ID : 66
N°Verso : 67
Les Artistes et les Expos
Titre : Adel-Abdessemed : Coup de boule à l'art
Auteur(s) : par Giancarlo Pagliasso
Date : 30/03/2013


Traduit de l’italien par Gérard-Georges Lemaire

Adel-Abdessemed : Coup de boule à l'art
par Giancarlo Pagliasso

Devant le centre Pompidou de Paris, les passants se font photographier à côté d’un groupe sculpté très particulier : l’œuvre en bronze, haute de plus de cinq mètres intitulée Coup de tête (20111-2012), qui représente le moment où Zidane frappa d’un coup de tête Materazzi pendant la finale de football de 2006. Ce monument à un mythe culturel et sportif de notre époque sert d’introduction à l’exposition de l’artiste : Je suis innocent » qui a été présentée entre le 3 octobre 2012 et le 7 janvier 2013.

        La poétique de l’artiste franco-algérien est une sorte de reconnaissance « esthétique » des manifestations de la violence en termes anthropologiques et socio-historiques. A l’intérieur de ces données, qui n’excèdent pas en vérité les limites du politically correct, les comportements destructifs, conflictuels et crûment immédiats sont catalogués selon les termes post-néo- conceptuels de la citation, à la tradition figurative de caractère réaliste (de la fin du Moyen Age au romantisme) et organisés, ne serait-ce que par la diversité des supports qui distingue son œuvre, avec un esprit quelque peu décoratif et équilibré.
        Pour en revenir à Coup de tête, l’artiste a projeté dans la troisième dimension la photographie du moment crucial du célèbre coup de boule du footballeur, en accentuant l’élément dynamique qui, sans vouloir gêner comme l’a écrit un commentaire Pollaiolo ou le Bernin, confère une aura plus dramatique à l’action impliquant les deux champions de l’imaginaire populaire des supporters. L’emphase, suggérée par la grande échelle des personnages, est le support sculpté, stable et impérissable, d’une mémoire future de l’appropriation de l’image fugace des médias.

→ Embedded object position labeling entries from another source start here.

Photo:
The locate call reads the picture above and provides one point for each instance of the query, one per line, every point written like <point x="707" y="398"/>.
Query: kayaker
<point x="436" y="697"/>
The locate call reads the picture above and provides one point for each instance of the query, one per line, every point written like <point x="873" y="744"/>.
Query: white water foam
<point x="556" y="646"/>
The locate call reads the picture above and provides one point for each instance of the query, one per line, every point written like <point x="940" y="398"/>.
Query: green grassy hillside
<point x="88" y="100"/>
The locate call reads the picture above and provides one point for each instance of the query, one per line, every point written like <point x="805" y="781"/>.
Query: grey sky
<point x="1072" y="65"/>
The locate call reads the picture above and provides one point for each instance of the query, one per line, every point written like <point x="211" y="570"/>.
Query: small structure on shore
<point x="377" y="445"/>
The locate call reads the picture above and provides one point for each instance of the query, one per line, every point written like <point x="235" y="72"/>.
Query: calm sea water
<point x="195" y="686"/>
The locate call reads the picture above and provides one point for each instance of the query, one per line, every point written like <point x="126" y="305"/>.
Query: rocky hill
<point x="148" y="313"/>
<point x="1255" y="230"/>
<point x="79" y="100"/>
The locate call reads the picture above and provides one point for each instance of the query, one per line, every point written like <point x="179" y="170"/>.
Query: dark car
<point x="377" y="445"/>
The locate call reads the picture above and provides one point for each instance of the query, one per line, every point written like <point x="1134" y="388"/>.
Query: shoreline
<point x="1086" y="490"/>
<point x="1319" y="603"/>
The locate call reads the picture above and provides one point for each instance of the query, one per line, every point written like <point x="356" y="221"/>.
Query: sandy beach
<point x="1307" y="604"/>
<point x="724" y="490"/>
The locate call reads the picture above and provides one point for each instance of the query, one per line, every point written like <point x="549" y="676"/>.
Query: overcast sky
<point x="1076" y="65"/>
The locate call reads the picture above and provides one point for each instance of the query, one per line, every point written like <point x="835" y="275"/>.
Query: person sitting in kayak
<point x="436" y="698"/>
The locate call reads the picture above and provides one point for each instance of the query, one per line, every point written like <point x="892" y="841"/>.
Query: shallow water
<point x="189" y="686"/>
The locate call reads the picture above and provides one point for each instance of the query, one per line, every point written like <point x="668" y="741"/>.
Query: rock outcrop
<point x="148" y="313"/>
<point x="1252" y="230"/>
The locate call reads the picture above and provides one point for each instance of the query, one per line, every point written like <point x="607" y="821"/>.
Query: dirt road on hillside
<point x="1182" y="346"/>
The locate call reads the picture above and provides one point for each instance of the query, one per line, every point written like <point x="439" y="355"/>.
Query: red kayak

        A bien y regarder pourtant, la dignité mnésique de l’événement a déjà été élevée à un niveau « épique » dans une optique littéraire (c’est-à-dire au- delà de la soupe médiatique habituelle) dans le livre de Patrick Amine, Petit éloge de la colère (Gallimard, 2008), où Zidane assume les traits emblématiques d’Achille, le héros en colère par antonomasie. Abdessemed semble, consciemment ou non, vouloir s’approprier lui aussi cette dimension cultivée de la représentation du violent et « fatal » coup de tête en le transposant dans le contexte des arts plastiques.
Après cet introït initiatique, une sorte d’assist au visiteur pour rester dans la thématique se trouve dans le vestibule du musée quand il se trouve devant l’œuvre la plus frappante de l’exposition : Telle mère tel fils (2008). Il s’agit de trois avions de forme serpentine – assemblés avec des carlingues et des queues authentiques d’avion et le « corps » en feutre, aluminium et métal – enchevêtrés les uns dans les autres. Les mesures (4 x 5 x 27 m) paraissent excéder la pertinence « esthétique » d’une œuvre d’ »intérieur » selon le réalisme faible de Maurizio Ferraris. La référence est certainement celle du gigantisme pop d’Oldenburg, même si l’échelle 1/1 est en gros respectée en ce qui concerne les aéronefs réels. Si on la met en relation avec la carlingue écrasée de Bourek (2005) exposée non loin dans la galerie sud, on se souvient de la tragédie du 11 septembre 2001. Cette interprétation semble plus que légitime par rapport aux intentions de l’artiste. Mais Abdessemed nous avertit que les choses ne sont pas aussi simples, nous précisant que l’enchevêtrement des « avions » reprend les tresses que portait sa mère, le titre de l’œuvre est donc beaucoup moins métaphorique qu’on pourrait croire, révélant que cette dernière est une synecdoque hyperbolique du corps maternel, sur lequel le petit Adel reversa toutes ses espérances alors que sa génitrice supportait le poids de la famille pendant le sanglant conflit entre les intégristes et les « laïcs » en Algérie et la venue successive de cette famille en France.